Si le visiteur n'est pas épuisé ou complètement rasséréné par les infos précédentes et pas rebuté par l'aspect « réglementaire », il clique.
- Après encore tout un laïus chiffré sur les nombres d'heures de formation, les inspections etc... on arrive tout en bas de page à pouvoir télécharger, par exemple le rapport annuel d'information du public (56 pages) et le rapport annuel environnement 2021 (219 pages)1!
OUF ! Ca se mérite !
On apprend là que la centrale a
- consommé en 2021, c'est-à-dire évaporé : 39 millions de mcubes d'eau (= 15 600 piscines olympiques de 2m de profondeur)
- rejeté tout un cocktail de gaz radioactifs dans l'atmosphère, par exemple plus de 1000 Gbq c'est à dire mille milliards de milliards de Bq... mais pas que ! Cela reste, bien sûr, dans la limite des « seuils de décision »
- que, en plus de ce qui est rejeté par la voie des cheminées « instrumentées » il y a des « rejets diffus », par ex « les rejets de vapeur du circuit secondaire par le système de décharge à l’atmosphère,susceptibles de renfermer de la radioactivité en cas d’inétanchéité des tubes de générateurs de vapeur. ».
- Mais ils sont qualifiés de « négligeables » : en effet, en 2021 n'ont été rejetés, concernant le Tritium que 6,60E+08 , c'est à dire 660 millions de Bq
- que plus de 66 tonnes d'oxyde d'azote ont été rejetés dans l'air, dûs au fonctionnement des diesels de secours
- qu'environ 574 tonnes équivalent CO2 ont été émises via les gaz à effet de serre et fluides frigorigènes (HFCet FS6).

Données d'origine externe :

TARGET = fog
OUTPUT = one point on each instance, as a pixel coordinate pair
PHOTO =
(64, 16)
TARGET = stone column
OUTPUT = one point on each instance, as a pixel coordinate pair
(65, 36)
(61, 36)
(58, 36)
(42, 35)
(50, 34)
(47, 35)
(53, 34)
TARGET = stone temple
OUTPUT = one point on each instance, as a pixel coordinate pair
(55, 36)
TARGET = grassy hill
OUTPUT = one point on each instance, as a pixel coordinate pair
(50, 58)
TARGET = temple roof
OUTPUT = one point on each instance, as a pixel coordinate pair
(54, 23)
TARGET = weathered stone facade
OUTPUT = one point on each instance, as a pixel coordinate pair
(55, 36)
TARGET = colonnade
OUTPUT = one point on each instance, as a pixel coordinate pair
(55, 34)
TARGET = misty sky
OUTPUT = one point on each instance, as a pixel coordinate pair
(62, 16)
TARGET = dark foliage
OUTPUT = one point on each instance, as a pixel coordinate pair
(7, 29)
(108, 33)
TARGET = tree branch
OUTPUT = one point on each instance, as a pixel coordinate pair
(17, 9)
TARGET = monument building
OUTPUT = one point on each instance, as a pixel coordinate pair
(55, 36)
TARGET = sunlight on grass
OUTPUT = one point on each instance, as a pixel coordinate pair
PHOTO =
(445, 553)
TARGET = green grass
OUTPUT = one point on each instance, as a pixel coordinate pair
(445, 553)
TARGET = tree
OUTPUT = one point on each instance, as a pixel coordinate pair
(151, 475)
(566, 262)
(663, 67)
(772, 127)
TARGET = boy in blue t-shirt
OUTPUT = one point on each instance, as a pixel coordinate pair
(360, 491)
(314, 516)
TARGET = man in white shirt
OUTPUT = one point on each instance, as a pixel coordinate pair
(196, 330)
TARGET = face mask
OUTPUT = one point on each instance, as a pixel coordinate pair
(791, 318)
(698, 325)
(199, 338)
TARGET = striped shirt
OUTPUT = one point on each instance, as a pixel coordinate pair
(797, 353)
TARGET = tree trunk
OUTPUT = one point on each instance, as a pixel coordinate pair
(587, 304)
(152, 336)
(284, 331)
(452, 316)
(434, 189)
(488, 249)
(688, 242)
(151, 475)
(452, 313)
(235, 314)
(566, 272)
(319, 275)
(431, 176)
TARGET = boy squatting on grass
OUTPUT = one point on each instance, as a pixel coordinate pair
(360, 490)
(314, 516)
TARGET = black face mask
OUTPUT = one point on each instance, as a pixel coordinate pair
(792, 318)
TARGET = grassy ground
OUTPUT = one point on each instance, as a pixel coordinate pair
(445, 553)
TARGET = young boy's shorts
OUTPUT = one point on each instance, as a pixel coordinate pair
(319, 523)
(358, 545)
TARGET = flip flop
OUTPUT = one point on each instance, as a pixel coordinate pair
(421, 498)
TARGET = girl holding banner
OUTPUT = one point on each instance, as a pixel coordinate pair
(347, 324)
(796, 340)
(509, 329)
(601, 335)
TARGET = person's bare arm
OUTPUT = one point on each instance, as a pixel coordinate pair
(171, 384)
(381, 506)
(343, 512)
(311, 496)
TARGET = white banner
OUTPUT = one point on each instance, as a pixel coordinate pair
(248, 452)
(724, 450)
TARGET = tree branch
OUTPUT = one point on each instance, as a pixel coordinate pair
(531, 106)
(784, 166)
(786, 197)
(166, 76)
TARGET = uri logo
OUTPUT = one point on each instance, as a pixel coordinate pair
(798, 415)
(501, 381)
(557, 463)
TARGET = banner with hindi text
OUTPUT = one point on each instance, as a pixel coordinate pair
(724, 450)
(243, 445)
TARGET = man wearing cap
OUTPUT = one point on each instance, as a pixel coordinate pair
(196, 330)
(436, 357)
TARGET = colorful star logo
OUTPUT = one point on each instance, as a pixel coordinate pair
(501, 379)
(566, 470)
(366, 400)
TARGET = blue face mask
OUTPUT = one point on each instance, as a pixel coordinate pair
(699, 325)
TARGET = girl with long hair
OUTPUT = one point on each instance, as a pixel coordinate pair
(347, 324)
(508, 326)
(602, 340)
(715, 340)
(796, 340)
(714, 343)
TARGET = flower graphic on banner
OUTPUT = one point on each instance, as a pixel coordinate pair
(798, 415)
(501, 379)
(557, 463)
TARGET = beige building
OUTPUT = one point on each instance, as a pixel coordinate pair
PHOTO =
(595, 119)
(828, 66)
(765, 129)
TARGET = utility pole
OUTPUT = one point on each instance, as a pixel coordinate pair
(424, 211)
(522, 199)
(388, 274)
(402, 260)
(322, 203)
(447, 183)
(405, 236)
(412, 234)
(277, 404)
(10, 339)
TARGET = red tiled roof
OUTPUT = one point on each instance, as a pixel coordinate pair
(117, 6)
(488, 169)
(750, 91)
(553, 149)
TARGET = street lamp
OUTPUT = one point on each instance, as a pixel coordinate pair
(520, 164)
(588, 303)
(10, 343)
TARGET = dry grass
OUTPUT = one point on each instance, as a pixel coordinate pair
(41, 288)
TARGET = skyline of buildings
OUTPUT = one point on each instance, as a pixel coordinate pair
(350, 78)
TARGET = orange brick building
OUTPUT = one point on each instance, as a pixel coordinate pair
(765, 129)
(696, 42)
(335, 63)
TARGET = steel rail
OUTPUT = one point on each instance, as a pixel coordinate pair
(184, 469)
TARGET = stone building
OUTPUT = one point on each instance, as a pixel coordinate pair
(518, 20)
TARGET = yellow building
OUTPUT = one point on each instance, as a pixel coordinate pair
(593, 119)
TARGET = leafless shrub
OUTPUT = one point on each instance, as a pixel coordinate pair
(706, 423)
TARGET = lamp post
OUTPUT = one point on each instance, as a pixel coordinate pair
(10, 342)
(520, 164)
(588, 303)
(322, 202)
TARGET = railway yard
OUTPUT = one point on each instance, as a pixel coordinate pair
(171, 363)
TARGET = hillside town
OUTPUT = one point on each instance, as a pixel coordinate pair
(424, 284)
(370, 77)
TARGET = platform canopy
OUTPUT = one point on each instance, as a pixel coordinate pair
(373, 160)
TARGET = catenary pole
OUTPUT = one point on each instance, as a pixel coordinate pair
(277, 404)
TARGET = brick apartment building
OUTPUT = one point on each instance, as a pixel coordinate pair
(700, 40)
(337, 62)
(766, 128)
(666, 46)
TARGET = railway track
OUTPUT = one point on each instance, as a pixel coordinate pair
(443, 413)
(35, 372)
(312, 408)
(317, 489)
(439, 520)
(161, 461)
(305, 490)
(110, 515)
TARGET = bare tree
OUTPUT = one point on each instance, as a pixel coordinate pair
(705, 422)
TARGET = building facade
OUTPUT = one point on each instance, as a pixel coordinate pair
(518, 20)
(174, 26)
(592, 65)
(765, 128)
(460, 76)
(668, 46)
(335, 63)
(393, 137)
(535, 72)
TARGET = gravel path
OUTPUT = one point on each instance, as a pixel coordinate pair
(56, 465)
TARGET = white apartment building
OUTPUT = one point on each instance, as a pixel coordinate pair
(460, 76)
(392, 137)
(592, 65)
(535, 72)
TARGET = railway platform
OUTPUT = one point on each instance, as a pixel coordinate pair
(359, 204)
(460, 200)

La norme étant de 100 tonnes annuelles !
- que dans l'eau du fleuve ont été rejetés des substances radioactives, par exemple (en millions de Bq) : 189 MBq de nickel radioactif (qui n'existe pas dans la nature et qui a une demi-vie de plus de 100 ans), 215 Mbq de cobalt 60 (pas présent naturellement)... en plus des iodes, du carbone 14, plus de 4 milliards de Bq de tritium (hydrogène radioactif)...
- dans l'eau du fleuve, des tonnes de produits chimiques furent déversés en 2021 : plus de 6 tonnes d'acide borique, presque 59 tonnes de chlorures, plus de 27 tonnes de sodium, plus de 17 tonnes de cuivre, plus de 7 tonnes de zinc. Et ces chiffres ne cessent de croître depuis 2019 !
- Tout ceci pour seulement 2 réacteurs, et encore, pas toujours en fonctionnement !
- Mais, rassurez-vous, tout ceci est dans les normes !
Bref, l'accès différé à des informations pas forcément reluisantes, entassées sous un tas d'autres infos à caractère beaucoup plus « auto-promotionnel » .
Bravo le service « communication » d'EDF !
En matière d'incidents :
En 2021, pour l’ensemble des installations nucléaires de base, le CNPE de Belleville-sur-Loire a déclaré 31 événements significatifs :
→ 23 pour la sûreté ;
→ 4 pour la radioprotection ;
→ 0 pour le transport.
→ 4 pour l’environnement.
Sans qu'on en sache plus!!!
Sources:
1:https://www.edf.fr/sites/groupe/files/2022-06/Rapport_environnemental_annuel_2021_EDF%20BEL.pdf
2:https://www.edf.fr/sites/groupe/files/2022-06/EDF_RAPPORT_BELLEVILLE_2021.pdf
MES DOLEANCES : En finir avec cette transparence factice !
Je réclame une réelle transparence, c'est-à-dire
par exemple pour chaque centrale : l'accessibilité facile à des documents de synthèse de la filière qui présentent à égale valeur les faits en matière de
- production d'électricité, d'emplois, de fiscalité
- mais aussi de de déchets (en volume), de production de CO2 liée aux transports (combustibles neufs, usés, déchets etc), de rejets (aériens et liquides, radioactifs, chimiques et thermiques), de captation de la ressource en eau...
- en matière d'analyse du cycle de vie :
- pour chaque centrale : le calcul des 12g/KWh de CO2 : qu'est-ce qui est pris en compte ?
- Pour l'ensemble du parc nucléaire français : qu'est-ce qui est pris en compte dans le chiffre des 4g/KWh annoncé en p5 du dossier du maître d'ouvrage par EDF lors des séances du débat public.